L’Unédic lance un appel à l’État pour réduire la facture
L’Unédic tire la sonnette d’alarme sur le coût croissant du chômage des frontaliers, estimé à 800 millions d’euros par an. En réponse, l’organisation réclame une révision des règles d’indemnisation entre la France et les pays voisins. Le gouvernement semble déjà prêt à agir, mais des négociations complexes sont attendues avec les partenaires sociaux et au niveau européen.
Un coût élevé du chômage pour les frontaliers
L’Unédic, l’organisme chargé de gérer l’assurance chômage en France, pointe une nouvelle fois le coût exorbitant du chômage pour les frontaliers, principalement suisses et luxembourgeois.

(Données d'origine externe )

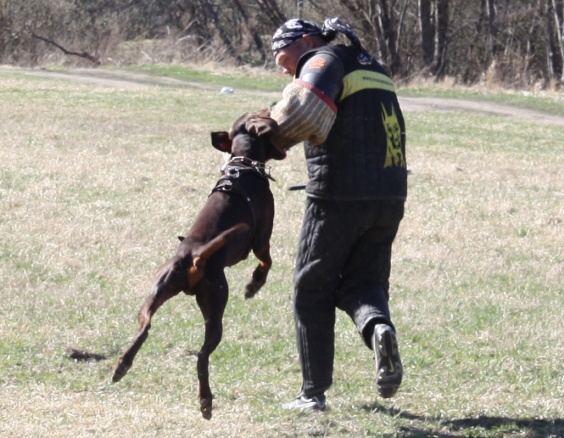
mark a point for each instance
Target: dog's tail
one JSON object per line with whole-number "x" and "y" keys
{"x": 204, "y": 252}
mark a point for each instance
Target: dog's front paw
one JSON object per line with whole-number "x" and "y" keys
{"x": 251, "y": 290}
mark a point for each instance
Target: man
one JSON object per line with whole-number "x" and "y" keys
{"x": 342, "y": 104}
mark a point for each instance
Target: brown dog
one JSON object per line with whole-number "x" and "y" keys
{"x": 237, "y": 217}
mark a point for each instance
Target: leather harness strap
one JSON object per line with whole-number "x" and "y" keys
{"x": 229, "y": 182}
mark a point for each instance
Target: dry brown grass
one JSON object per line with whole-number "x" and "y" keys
{"x": 95, "y": 184}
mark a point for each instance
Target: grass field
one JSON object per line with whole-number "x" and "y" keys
{"x": 97, "y": 182}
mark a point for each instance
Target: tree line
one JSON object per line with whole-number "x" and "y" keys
{"x": 515, "y": 43}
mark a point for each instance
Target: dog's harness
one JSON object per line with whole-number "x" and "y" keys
{"x": 229, "y": 182}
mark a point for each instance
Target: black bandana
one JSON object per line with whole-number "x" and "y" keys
{"x": 292, "y": 31}
{"x": 333, "y": 25}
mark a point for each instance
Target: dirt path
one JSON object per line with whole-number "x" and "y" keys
{"x": 126, "y": 79}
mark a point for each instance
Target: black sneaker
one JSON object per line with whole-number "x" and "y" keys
{"x": 388, "y": 363}
{"x": 302, "y": 403}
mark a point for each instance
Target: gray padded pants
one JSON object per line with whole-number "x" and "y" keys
{"x": 343, "y": 261}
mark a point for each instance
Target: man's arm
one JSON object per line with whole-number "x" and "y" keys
{"x": 307, "y": 110}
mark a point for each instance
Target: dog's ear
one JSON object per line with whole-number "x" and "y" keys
{"x": 221, "y": 141}
{"x": 262, "y": 125}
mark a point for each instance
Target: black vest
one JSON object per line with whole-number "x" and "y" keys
{"x": 363, "y": 157}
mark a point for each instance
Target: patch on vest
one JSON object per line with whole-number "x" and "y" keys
{"x": 394, "y": 154}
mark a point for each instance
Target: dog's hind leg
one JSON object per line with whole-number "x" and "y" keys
{"x": 212, "y": 300}
{"x": 164, "y": 288}
{"x": 258, "y": 279}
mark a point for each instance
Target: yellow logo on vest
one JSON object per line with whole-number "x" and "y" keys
{"x": 394, "y": 154}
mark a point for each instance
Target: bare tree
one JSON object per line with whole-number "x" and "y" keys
{"x": 426, "y": 23}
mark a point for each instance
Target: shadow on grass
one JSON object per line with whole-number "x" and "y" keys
{"x": 481, "y": 426}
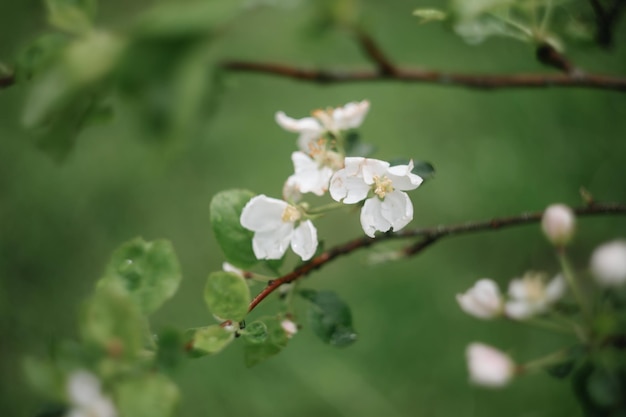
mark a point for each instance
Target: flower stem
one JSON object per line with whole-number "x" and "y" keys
{"x": 570, "y": 277}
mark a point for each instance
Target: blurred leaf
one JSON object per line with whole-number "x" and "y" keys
{"x": 255, "y": 352}
{"x": 45, "y": 378}
{"x": 429, "y": 15}
{"x": 227, "y": 295}
{"x": 256, "y": 332}
{"x": 330, "y": 318}
{"x": 111, "y": 321}
{"x": 170, "y": 349}
{"x": 210, "y": 340}
{"x": 39, "y": 55}
{"x": 152, "y": 395}
{"x": 193, "y": 18}
{"x": 72, "y": 16}
{"x": 148, "y": 272}
{"x": 233, "y": 238}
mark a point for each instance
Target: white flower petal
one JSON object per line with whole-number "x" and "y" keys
{"x": 262, "y": 213}
{"x": 488, "y": 366}
{"x": 555, "y": 289}
{"x": 83, "y": 388}
{"x": 304, "y": 240}
{"x": 346, "y": 188}
{"x": 483, "y": 300}
{"x": 608, "y": 264}
{"x": 372, "y": 218}
{"x": 272, "y": 244}
{"x": 397, "y": 209}
{"x": 402, "y": 178}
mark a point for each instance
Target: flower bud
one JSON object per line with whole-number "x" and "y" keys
{"x": 608, "y": 264}
{"x": 558, "y": 223}
{"x": 483, "y": 300}
{"x": 488, "y": 366}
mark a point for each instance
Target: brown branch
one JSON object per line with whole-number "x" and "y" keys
{"x": 429, "y": 236}
{"x": 576, "y": 79}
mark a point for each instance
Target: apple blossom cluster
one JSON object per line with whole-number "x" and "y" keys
{"x": 534, "y": 298}
{"x": 321, "y": 166}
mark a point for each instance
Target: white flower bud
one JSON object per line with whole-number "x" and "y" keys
{"x": 558, "y": 223}
{"x": 483, "y": 300}
{"x": 608, "y": 263}
{"x": 488, "y": 366}
{"x": 289, "y": 327}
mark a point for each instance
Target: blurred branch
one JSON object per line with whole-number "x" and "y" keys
{"x": 606, "y": 20}
{"x": 428, "y": 237}
{"x": 475, "y": 81}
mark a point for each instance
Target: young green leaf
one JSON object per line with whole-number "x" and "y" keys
{"x": 209, "y": 340}
{"x": 233, "y": 238}
{"x": 148, "y": 272}
{"x": 152, "y": 395}
{"x": 227, "y": 296}
{"x": 111, "y": 321}
{"x": 276, "y": 340}
{"x": 330, "y": 318}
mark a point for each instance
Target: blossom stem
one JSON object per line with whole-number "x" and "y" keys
{"x": 570, "y": 277}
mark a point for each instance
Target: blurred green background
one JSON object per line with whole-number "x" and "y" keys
{"x": 496, "y": 153}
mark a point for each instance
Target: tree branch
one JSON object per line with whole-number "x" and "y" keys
{"x": 429, "y": 236}
{"x": 576, "y": 79}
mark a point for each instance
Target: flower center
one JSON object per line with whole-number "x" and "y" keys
{"x": 382, "y": 186}
{"x": 290, "y": 215}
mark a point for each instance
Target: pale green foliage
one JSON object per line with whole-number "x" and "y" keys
{"x": 227, "y": 296}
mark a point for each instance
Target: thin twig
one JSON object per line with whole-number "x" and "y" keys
{"x": 429, "y": 236}
{"x": 577, "y": 79}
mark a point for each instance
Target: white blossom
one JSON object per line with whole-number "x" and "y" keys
{"x": 313, "y": 172}
{"x": 608, "y": 263}
{"x": 488, "y": 366}
{"x": 289, "y": 327}
{"x": 86, "y": 397}
{"x": 389, "y": 207}
{"x": 483, "y": 300}
{"x": 324, "y": 121}
{"x": 558, "y": 222}
{"x": 531, "y": 295}
{"x": 277, "y": 225}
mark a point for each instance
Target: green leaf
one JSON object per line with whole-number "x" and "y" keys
{"x": 72, "y": 16}
{"x": 430, "y": 15}
{"x": 330, "y": 318}
{"x": 233, "y": 238}
{"x": 45, "y": 378}
{"x": 256, "y": 332}
{"x": 148, "y": 272}
{"x": 152, "y": 395}
{"x": 209, "y": 340}
{"x": 112, "y": 321}
{"x": 227, "y": 295}
{"x": 170, "y": 349}
{"x": 276, "y": 340}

En présentant ses prévisions financières pour 2024, l’Unédic a révélé que cette charge s’élève à environ 800 millions d’euros par an, dépassant les 9 milliards d’euros depuis 2011. Jean-Eudes Tesson, président de l’Unédic, a exprimé un « ras-le-bol » grandissant au sein de l’organisation, soulignant l’urgence de revoir les règles d’indemnisation entre la France et les pays où travaillent les frontaliers.
Actuellement, les frontaliers cotisent dans le pays où ils exercent leur activité, mais c’est le pays de résidence, en l’occurrence la France, qui assure l’indemnisation en cas de chômage. Depuis 2010, les Etats employeurs ne remboursent que trois à cinq mois d’indemnités, laissant à l’Unédic le soin d’assumer le surplus lorsque la durée du chômage dépasse ces délais. Or, les frontaliers restent souvent au chômage pendant plus de cinq mois, générant un coût important pour la France.
Jean-Eudes Tesson a particulièrement mis en avant la Suisse, où 61% des frontaliers travaillant dans ce pays résident en France. » Il est temps que la Suisse rembourse les bénéfices qu’elle réalise grâce à notre système d’assurance chômage. », a-t-il déclaré. Le Medef soutient cette position, appelant à un aménagement des modalités de remboursement, alors que la dette de l’Unédic atteint 59 milliards d’euros, largement alourdie par la crise du Covid-19.
Des négociations complexes à venir
Face à cette situation, l’Unédic demande à l’État français d’être plus actif dans les négociations européennes. Patricia Ferrand, vice-présidente de l’Unédic, a rappelé que cette question était sur la table depuis longtemps, sans que des actions concrètes n’aient été entreprises. » Nous appelons l’État français à renforcer ses positions dans les négociations européennes », a-t-elle déclaré.
Le gouvernement semble avoir pris conscience de l’urgence de la situation. Astrid Panosyan-Bouvet, ministre du Travail, a affirmé dans un entretien à L’Opinion qu’elle compte revenir à la charge de réviser le règlement européen sur le remboursement des allocations de chômage pour les frontaliers. Elle a également suggéré de revoir les critères définissant une « offre d’emploi raisonnable » pour ces travailleurs.
Actuellement, les frontaliers peuvent refuser des offres en France, au motif qu’elles ne correspondent pas à leur niveau de rémunération antérieur, souvent plus élevé en Suisse ou au Luxembourg. Cette situation permet à ces demandeurs d’emploi de continuer à percevoir des allocations chômage plus longtemps que prévu.
Toutefois, les négociations s’annoncent complexes, tant au niveau européen que national. Les partenaires sociaux, engagés depuis le 22 octobre dans une nouvelle phase de discussions sur l’accord sur l’assurance chômage, ont souligné la difficulté d’introduire de nouvelles règles spécifiques aux frontaliers dans le délai, qui s’achève le 14 novembre. Si certaines mesures sont à l’étude , la CGT insiste sur la nécessité de protéger les frontaliers, qu’ils soient cadres ou ouvriers, contre d’éventuelles décisions trop punitives.